API: Application Programmer Interface
An API is a documented group of software components that can be called by application programmers as needed to extend their abilities. In the context of an operating system, the system APIs are a phone book of features that are available for your application to use. These APIs allow the programmer to access hardware and devices, take input and output from the user and, in the case of a Graphical User Interface, draw windows, cursors, and other interface elements without having to create the code for that directly.
Unlike other aspects of computing, which only care about the compiled binary instructions and are agnostic about how you reach them, APIs are language dependent. While the code that is called when your program uses the API is a compiled binary, the function call to use that code has to be made using the same language as the API and linked to your code by the compiler before it will work.
Function Calls Explained
While it may work slightly differently for different languages, all modern languages have a way for a programmer to place blocks of code in a separate area called a function. This separation allows the code to be reusable and to be independent of whatever is happening in the main body of code that is calling the function.
Each function has a signature or header that gives it a specific name and tells the compiler (and the programmer) what the function needs in order to run properly. For example, a function that returns the average of two numbers could be called "average (x,y)", and could require two floating point numbers "x" and "y" as input values and return a floating point value as its output.
Another major difference between older systems, which had "subroutines" instead of "functions", but which worked similarly, is in the way the processor handles the execution of these instructions. In the older systems, the subroutine was called using a jump command, which tells the processor to go to a specific address in the program memory and execute the instructions there, followed by a different jump command at the end of the subroutine which told the processor to jump back to the location that called it.
Modern programs instead push the memory address of the command that called the function onto a data structure in memory known as a "stack", or in this context "the call stack". The processor then pops the data stored back off of the "call stack" when given the command to return so that it will know which memory location to go to and continue executing.
This means that the function no longer has to keep track of the specific memory location to return to, unlike with subroutines. Also, when creating the entry in the call stack, each set of variables used by the function have their own separate copy. This means you can call a function multiple times by different actively running sections of code without having one section of executing code interfere with what is happening in another section of code even if they both are making calls to the same function at roughly the same time. Of course, too many levels of function call can create a different error, known as a "stack overflow", which would cause the kernel to kill the process. This generally only happens under recursive function calls that are not properly ended and result in a kind of infinite loop. See this article for more details.
API Calls In Detail
The first step to making an API call correctly happens when you are writing and compiling the code. Each API has all of the allowed functions stored in separate header files that your program can link to when building it. These header files tell the compiler what each function needs to be called correctly. Assuming you have correctly linked your source code and made your call to the API, then at run time the processor will run the code exposed by the API exactly the same as any normal function created by your program. That is, it will push the memory address and variables used by the code calling the API function onto the stack, and then execute the API code which has already been loaded into memory by the kernel either at system startup, for common functions, or at application startup.
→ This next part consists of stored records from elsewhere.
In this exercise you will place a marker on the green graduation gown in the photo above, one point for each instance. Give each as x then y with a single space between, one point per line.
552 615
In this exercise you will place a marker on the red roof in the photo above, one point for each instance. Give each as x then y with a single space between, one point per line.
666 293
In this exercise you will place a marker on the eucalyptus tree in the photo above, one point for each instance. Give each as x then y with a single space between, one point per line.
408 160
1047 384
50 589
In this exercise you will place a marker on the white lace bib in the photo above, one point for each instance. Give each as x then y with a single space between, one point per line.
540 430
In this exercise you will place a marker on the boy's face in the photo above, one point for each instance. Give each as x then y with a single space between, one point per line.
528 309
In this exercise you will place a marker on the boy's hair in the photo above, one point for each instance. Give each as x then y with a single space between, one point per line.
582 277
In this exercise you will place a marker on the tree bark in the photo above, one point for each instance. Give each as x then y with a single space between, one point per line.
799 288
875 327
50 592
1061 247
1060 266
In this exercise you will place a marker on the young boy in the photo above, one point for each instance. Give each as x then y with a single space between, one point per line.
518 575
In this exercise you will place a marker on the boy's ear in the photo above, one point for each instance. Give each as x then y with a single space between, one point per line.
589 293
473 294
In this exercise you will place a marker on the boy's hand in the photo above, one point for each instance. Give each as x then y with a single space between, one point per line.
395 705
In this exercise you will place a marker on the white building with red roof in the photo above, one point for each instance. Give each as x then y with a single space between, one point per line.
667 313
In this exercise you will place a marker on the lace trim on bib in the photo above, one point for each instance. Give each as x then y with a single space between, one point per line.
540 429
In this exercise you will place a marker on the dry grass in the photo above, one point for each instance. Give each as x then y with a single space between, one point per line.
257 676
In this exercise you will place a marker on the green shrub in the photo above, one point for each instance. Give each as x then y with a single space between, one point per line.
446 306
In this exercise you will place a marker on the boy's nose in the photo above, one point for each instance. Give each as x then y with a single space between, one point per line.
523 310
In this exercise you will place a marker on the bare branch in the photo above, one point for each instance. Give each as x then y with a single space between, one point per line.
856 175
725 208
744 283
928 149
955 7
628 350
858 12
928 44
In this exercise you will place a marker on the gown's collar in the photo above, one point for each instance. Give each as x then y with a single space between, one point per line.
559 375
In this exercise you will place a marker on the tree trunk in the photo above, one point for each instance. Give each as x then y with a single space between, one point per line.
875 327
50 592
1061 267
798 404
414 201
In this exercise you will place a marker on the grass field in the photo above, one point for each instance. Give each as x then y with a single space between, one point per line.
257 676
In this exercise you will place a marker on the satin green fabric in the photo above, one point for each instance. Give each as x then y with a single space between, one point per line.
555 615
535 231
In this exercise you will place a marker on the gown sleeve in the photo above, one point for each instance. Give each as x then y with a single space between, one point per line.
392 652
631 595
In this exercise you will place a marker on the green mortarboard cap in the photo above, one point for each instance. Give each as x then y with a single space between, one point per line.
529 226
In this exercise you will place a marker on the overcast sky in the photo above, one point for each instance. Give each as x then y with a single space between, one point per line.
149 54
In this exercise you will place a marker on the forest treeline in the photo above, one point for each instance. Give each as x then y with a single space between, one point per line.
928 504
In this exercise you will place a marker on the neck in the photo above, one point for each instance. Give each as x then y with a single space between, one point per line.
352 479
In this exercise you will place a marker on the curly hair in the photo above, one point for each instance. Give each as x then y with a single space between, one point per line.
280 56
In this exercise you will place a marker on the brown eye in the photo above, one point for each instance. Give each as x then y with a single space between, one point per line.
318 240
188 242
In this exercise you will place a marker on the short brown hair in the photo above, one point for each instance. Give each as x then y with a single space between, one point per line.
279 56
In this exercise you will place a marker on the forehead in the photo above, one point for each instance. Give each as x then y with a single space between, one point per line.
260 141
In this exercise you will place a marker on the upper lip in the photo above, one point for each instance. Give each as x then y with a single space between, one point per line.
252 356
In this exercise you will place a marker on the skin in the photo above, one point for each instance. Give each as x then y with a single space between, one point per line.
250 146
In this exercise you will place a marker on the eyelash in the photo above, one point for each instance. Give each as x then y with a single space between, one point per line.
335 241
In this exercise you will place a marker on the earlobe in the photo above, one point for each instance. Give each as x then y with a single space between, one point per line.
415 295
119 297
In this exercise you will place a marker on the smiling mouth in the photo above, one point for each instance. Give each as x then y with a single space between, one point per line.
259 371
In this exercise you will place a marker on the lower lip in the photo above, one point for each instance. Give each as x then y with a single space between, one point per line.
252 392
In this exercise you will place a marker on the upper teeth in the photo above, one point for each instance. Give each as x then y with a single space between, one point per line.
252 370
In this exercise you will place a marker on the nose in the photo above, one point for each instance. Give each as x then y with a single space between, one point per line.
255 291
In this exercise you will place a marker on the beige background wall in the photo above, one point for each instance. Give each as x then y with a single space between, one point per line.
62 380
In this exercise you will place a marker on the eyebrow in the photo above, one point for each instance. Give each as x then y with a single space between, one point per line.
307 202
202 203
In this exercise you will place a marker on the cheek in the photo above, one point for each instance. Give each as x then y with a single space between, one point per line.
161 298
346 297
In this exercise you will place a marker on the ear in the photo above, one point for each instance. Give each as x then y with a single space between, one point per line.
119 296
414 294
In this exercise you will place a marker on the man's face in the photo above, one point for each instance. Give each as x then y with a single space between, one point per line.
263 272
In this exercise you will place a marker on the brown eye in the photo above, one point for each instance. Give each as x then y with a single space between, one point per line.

When the code is finished executing, it will send a return command which pops the stack in order to get the memory location and variable state and loads the values returned by the function into the memory locations indicated when you made the function call. The processor will then go to the next instruction in memory and continue execution from there.
So, in summary, an API is a way for your code to call a function that is used in the operating system and to add its functionality just as you would import a function you created on your own, only without needing to know too much of the details about how it works. As long as you call the API correctly, it should work with your code and allow it to use the system to extend your program's functionality.